Le lendemain, monotone et douce, la vie recommença : tous deux semblaient avoir oublié, et leurs faces, ravagées de fatigue, gardaient la placidité des jours passés.

Cependant la vieille souffrait ; maintenant certaine que son mari n’avait pas plaisanté, elle ne doutait pas d’être la victime d’une calomnie : elle ignorait que la jalousie mord le cerveau à la façon d’une idée fixe, qu’elle est une maladie comme l’hypocondrie, qu’elle s’étend peu à peu jusqu’à chasser la pensée, qu’elle devient l’obsession et la folie. Il fallait à cette paysanne une cause extérieure, quelque chose de simple et, pour ainsi dire, matériel comme un mensonge, dont elle aurait pu tirer vengeance pour elle, qui était accusée, et pour Albert, qui était malheureux. Très vite, avec un halètement furieux de toutes ses idées, elle se mit à chercher le misérable. D’un bout à l’autre du village, sa pensée allait heurtant les portes, les barrières et, nulle part, elle ne trouvait l’ennemi, et pourtant il existait, tout près d’elle, peut-être… à deux pas.

- L’lâche ! l’lâche !

Elle se répétait ce mot, en rinçant son linge ; l’eau savonneuse glissait entre ses doigts déformés avec un bruit rageur pour s’en venir tomber à terre en larmes bleues.

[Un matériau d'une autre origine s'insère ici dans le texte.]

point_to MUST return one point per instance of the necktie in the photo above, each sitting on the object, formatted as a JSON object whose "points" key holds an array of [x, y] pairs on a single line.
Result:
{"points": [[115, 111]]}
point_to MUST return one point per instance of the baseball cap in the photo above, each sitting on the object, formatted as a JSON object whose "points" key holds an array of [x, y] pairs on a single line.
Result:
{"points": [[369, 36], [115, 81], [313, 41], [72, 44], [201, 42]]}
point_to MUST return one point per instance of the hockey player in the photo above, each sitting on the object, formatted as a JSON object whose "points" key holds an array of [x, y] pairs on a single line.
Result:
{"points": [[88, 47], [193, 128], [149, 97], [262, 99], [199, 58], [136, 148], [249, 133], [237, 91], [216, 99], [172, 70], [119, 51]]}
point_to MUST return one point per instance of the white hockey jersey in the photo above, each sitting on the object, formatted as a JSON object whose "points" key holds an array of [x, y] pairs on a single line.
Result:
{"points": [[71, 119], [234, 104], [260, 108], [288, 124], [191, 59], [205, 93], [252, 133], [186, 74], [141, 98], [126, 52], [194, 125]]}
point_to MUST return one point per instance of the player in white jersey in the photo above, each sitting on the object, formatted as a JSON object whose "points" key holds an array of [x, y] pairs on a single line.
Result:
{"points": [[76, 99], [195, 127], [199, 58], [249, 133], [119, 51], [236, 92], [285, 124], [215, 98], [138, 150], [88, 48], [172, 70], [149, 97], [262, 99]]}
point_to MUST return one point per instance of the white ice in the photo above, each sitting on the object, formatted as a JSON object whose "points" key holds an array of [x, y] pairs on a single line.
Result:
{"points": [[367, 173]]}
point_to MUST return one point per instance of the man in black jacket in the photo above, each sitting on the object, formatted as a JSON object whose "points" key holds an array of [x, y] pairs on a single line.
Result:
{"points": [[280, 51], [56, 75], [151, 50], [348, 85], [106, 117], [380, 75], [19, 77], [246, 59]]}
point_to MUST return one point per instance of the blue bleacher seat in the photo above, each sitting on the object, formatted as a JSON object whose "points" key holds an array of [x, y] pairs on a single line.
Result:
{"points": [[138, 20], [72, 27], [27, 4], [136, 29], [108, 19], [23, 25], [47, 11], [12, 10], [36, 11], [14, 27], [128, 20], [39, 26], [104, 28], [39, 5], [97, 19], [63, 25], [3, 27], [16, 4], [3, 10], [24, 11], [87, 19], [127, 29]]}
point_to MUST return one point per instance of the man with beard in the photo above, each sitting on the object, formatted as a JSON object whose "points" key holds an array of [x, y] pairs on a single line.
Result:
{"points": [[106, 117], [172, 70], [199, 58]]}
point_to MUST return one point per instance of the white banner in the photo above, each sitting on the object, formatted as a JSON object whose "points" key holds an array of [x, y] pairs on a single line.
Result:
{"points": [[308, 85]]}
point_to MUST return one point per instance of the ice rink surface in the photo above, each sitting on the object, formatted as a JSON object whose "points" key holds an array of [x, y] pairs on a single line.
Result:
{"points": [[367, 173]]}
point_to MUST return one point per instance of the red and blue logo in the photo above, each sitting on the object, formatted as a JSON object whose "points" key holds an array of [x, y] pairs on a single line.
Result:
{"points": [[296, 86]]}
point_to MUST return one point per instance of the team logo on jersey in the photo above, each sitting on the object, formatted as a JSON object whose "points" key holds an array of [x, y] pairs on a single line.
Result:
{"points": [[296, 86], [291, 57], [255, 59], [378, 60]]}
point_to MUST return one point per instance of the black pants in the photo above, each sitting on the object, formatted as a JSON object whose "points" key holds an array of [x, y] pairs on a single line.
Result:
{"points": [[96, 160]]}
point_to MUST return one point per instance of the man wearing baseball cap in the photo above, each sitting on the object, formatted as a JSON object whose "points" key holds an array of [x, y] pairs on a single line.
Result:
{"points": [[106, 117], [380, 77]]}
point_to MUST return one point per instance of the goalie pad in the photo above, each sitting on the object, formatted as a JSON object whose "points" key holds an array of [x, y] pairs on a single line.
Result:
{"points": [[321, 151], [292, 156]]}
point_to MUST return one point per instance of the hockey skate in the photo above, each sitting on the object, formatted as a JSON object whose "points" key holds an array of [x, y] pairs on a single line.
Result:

- L’lâche ! l’lâche ! l’lâche !

L’être prenait peu à peu une forme : il était là, sur cette table trempée, sous ces monceaux de choses visqueuses qu’elle étreignait, qu’elle écrasait, qu’elle étouffait, ployée en deux dans sa colère folle…

Puis elle étendit les linges sur la haie et, de la barrière, elle aperçut d’autres linges sur d’autres haies. Dans tout le pays était épandu, en taches bleues et blanches sur les verdures, le séchage des choses intimes et vulgaires, bosselées par les plantes qu’elles cachaient, et elle se dit que peut-être elle voyait la lessive du maudit, qu’elle ne pouvait savoir ne saurait jamais… et qu’il mourrait impuni.

Cette pensée que le calomniateur mourrait impuni, devint pour elle intolérable. Il fallait savoir son nom à tout prix. Quand elle le connaîtrait, elle attraperait Albert par les épaules et lui crierait :

- C’est c’tila qui t’a dit du mal de mé ?

Et son homme se troublerait, ni dirai ni oui, ni non, puis ils s’embrasseraient pour bien montrer que c’était fini…

Et pour cela, elle alla trouver le curé.

Il la reçut dans sa petite salle à manger.

A peine entrée, Virginie l’avertit que ce n’était pas pour se confesser qu’elle venait. Alors le prêtre qui s’était levé, se rassit tranquillement.

- Eh ben voilà, Monsieur l’Curé, je suis embêtée…

- Ça marchait pourtant bien, Madame Laroche.

- Oh ! d’ma part, ça va bien, Monsieur le Curé, c’est de l’autre qu’ça ne va pas.

Le prêtre sourit…

- Qu’est-ce qu’il a ? un brin de ribote le samedi soir ? une ancienne habitude qui le tracasse ?

- Oh ! pour ça non, Monsieur le Curé, Albert n’a jamais bu, il ne boit pas, il ne boivra jamais… pour ça non, Monsieur le Curé.

- Alors ? alors, je pense bien qu’il ne donne pas de coups de canif au contrat ?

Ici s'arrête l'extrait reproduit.